Knights of the Round Table???
Who are the 12 knights of the round table who is with King Arthur?
- 1 decade agoBest Answer
Accounts differ about the origin of the Round Table, at which Arthur's knights met to tell of their deeds and from which they invariably set forth in search of further adventures. The Norman chronicler Wace was the first to mention it, in his Roman de Brut of 1155. There, he simply says that Arthur devised the idea of a round table to prevent quarrels between his barons over the question of precedence. Another writer, Layamon, adapted Wace's account and added to it, describing a quarrel between Arthur's lords which was settled by a Cornish carpenter who, on hearing of the problem, created a portable table which could seat 1600 men. Both Wace and Layamon refer to Breton story-tellers as their source for this and there is little reason to doubt them. This being the case, the origins of the table may well date back to Celtic times, and even be traceable to the age of Arthur himself. In the later medieval stories, however, it is Merlin who is responsible for the creation of the table. Malory, taking up the theme and developing it, made it the centre-piece of his epic re-telling.
- miyuki & kyojinLv 71 decade ago
King Arthur had 150 Knights of the Round table. The foremost ones were Sirs Galahad, Lancelot, Tristram, Lamerok and Gawain in the younger generation. Bors and Percival were the only ones besides Galahad who were sinless and saw the Holy Grail. Before that, King Pellinore father of Percival and Lamerok was strongest. Pelleas was another strong one. Charlemagne had 12 paladins. Roland and Ogier the Dane were strongest.
- 1 decade ago
There are more than 12 knights listed in the Arthurian legends who could be members of the Round "Table." They include Lancelot, Galahad, Bedwen, and several others. But the "Round Table" may be a misnomer. There probably was a King "Arthur," but not in the way the stories tell. In the 500's, about when he was to exist, war leaders carried banners with their symbols and were identified by them. For example, a "merlin" is a small hawk, so Merlin may have been the title of a lord with a hawk on his banner. "Arthur is a combination of Latin and Celtic--"arth" is Celtic for "bear," and as you probably remember, "ursa" is Latin for bear. Most likely, his real name is lost to history, but a great warlord who carried a bear on his banner is probably "Arthur."

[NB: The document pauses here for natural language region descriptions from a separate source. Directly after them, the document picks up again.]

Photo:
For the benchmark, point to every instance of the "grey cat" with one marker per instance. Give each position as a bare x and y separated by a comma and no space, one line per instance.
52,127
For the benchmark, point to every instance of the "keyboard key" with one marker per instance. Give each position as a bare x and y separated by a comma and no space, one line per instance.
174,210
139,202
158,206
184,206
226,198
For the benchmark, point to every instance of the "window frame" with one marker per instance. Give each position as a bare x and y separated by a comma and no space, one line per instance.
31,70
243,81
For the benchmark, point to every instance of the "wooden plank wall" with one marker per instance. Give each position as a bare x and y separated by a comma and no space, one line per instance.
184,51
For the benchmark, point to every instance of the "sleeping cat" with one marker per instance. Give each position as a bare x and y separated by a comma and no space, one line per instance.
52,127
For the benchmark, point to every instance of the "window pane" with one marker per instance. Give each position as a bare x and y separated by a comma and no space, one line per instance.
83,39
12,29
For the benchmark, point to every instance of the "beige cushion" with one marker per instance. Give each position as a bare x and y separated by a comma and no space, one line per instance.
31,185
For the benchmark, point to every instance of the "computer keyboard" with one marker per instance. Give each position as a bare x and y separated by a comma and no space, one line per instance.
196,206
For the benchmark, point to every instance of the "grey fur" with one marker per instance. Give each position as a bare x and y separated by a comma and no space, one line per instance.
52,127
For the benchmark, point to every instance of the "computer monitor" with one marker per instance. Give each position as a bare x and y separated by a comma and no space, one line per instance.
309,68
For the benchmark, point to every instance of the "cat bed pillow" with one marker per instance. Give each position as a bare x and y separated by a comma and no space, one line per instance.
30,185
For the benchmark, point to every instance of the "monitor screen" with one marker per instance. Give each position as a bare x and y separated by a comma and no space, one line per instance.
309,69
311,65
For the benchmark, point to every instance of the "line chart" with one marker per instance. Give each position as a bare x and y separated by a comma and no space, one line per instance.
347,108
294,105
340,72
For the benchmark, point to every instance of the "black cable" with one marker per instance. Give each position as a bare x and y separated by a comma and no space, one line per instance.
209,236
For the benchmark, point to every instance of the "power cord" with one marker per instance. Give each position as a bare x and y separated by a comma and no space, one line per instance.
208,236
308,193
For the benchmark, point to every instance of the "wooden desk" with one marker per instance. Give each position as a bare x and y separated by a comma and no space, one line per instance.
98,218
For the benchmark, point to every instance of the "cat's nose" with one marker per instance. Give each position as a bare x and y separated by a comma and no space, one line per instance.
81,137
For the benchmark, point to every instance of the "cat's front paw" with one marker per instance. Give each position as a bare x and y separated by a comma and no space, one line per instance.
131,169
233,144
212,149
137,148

Also, I question whether it was really a round "table." The French who created most of the romantic Arthurian legends like to make fun of the British and the Celts. They thought they were backward, so whenever they could twist around the meaning of words, they probably did. For example, the Celtic word for "bed" also translates to "altar" in Old French. So when Lancelot and Guenevere were caught rising up from a bloody "bed," they may actually have been performing a sacrifice at a bloody altar. That wouldn't have been so heineous as an affair in a lenient Christian court, like Arthur was supposed to have.
The Celtic word for "table" translates into Old French as "tableau," which can mean either table or building. There are many old beehive-shaped buildings which are still standing in England, and there would certainly have been more room for an army of knights in a round building that around a round table.
- Anonymous1 decade ago
I don't know what all that crap is above me, but i know of
Merlin (but he wasn't a knight)
Ector ( he took care of arthur as a child)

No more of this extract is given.